И жизнь казалась такой просторной! Теперь она водит меня по улицам, где свет фонарей погуще. Здесь, утверждаю я, жизнь самая живая. Четыре парня, еще почти мальчишки, выходят из двери, смеясь. Я решил было, что это похоже на церковь, потому что надо отодвигать большой кожаный занавес, но, переступив через второй порог, поуже, в полумраке почувствовал запах дыма, не ладана. Зал большой, с затененными нишами по бокам. У многих женщин голая спина, но мужчины одеты целиком, в черное. Все подыгрывают музыке голубыми лягушатами из жести, которые, если нажать на них, издают звук «кра-кра-кра». Господин с красным цветком спрашивает, есть ли у меня лягушка.
— Лягушка?
— Да, сударь, вечеринка благотворительная, в пользу пострадавших от лавин, нужна лягушка.
Жестом он предлагает мне оставаться на месте и возвращается с девушкой в купальнике, очередной красавицей, улыбающейся, ее бы тоже в каталог. Быстренько плачу, не хотел бы, чтобы кто-нибудь распознал во мне пострадавшего от лавин, пусть даже холостого и не крестьянина, они вполне могут вытащить меня на середину, к микрофону оркестра, взять у меня интервью, и, о Боже, смотреть на меня и осыпать рукоплесканиями.
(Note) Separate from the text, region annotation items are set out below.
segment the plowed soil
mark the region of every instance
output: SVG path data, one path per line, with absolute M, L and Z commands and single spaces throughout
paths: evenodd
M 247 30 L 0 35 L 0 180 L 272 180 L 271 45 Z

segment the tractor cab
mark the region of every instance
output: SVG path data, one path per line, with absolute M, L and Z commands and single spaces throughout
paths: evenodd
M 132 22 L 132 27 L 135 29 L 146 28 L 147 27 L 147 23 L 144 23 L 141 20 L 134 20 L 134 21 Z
А Джозиана, какая женщина, уже в центре круга, танцует, полуголая, танцует невероятно, как-то по-своему, одна, от нее умом тронешься: лучше отодвинуться чуть-чуть, ненамного, назад, как перед мотоциклистом в смертельном цилиндрическом вихре, лучше быть во втором ряду.
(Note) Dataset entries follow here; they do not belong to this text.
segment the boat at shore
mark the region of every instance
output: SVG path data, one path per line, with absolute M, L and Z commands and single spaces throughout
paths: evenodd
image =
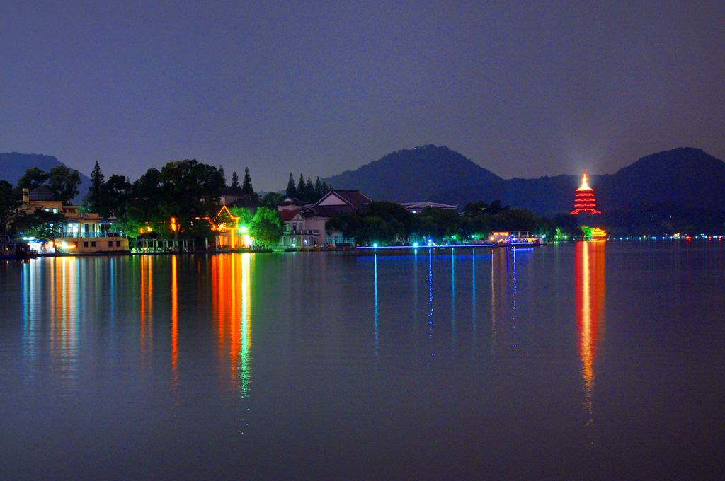
M 9 235 L 0 235 L 0 259 L 30 259 L 36 255 L 27 242 L 13 242 Z

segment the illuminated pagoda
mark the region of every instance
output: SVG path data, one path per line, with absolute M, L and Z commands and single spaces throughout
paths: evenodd
M 574 193 L 574 210 L 569 212 L 572 215 L 579 214 L 601 214 L 597 210 L 597 201 L 594 189 L 589 186 L 587 172 L 581 175 L 581 185 Z

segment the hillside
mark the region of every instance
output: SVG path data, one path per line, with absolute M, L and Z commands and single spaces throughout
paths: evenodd
M 394 152 L 326 179 L 359 188 L 376 200 L 446 204 L 500 199 L 539 214 L 568 212 L 579 174 L 502 179 L 447 147 Z M 613 175 L 592 175 L 600 206 L 669 204 L 725 209 L 725 163 L 699 149 L 681 148 L 643 157 Z
M 65 165 L 51 155 L 0 152 L 0 180 L 7 180 L 14 185 L 28 169 L 38 167 L 48 172 L 59 164 Z M 88 186 L 91 185 L 91 179 L 82 172 L 79 173 L 80 174 L 80 185 L 78 185 L 80 193 L 73 199 L 76 203 L 83 200 L 88 191 Z
M 446 146 L 402 149 L 354 171 L 323 179 L 336 188 L 360 189 L 373 198 L 424 200 L 430 193 L 494 182 L 500 177 Z

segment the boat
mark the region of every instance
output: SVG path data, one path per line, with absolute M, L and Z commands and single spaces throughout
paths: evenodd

Потом все поворачиваются к столику в нише, потому что какой-то голос выкликает:
— Симоне, хотим Симоне.
И все, и те, что с лягушками, принимаются хлопать в ладоши и кричать:
— Симо-не, Симо-не, Симо-не.
— Я здесь, я здесь, — выпевает голос, как бы оперный, хриплый, наверно, он принадлежит человеку по имени Симоне, который уверенно пробирается между столами, выходит в круг танцпола, где его ожидает Джозиана. Под общие аплодисменты и рокот оркестрового барабана Симоне целует Джозиане руку в перчатке. Он маленький, лысый, старый, но потрясающе гибкий и проворный, ростом по грудь Джозиане. Отходит, поднимает руку с короткими, широко расставленными пальцами, устанавливая тишину, и тишина настает. Тогда он одним рывком поворачивается к оркестру, дает отмашку и после паузы кричит «ча-ча-ча»: начинается танец Симоне.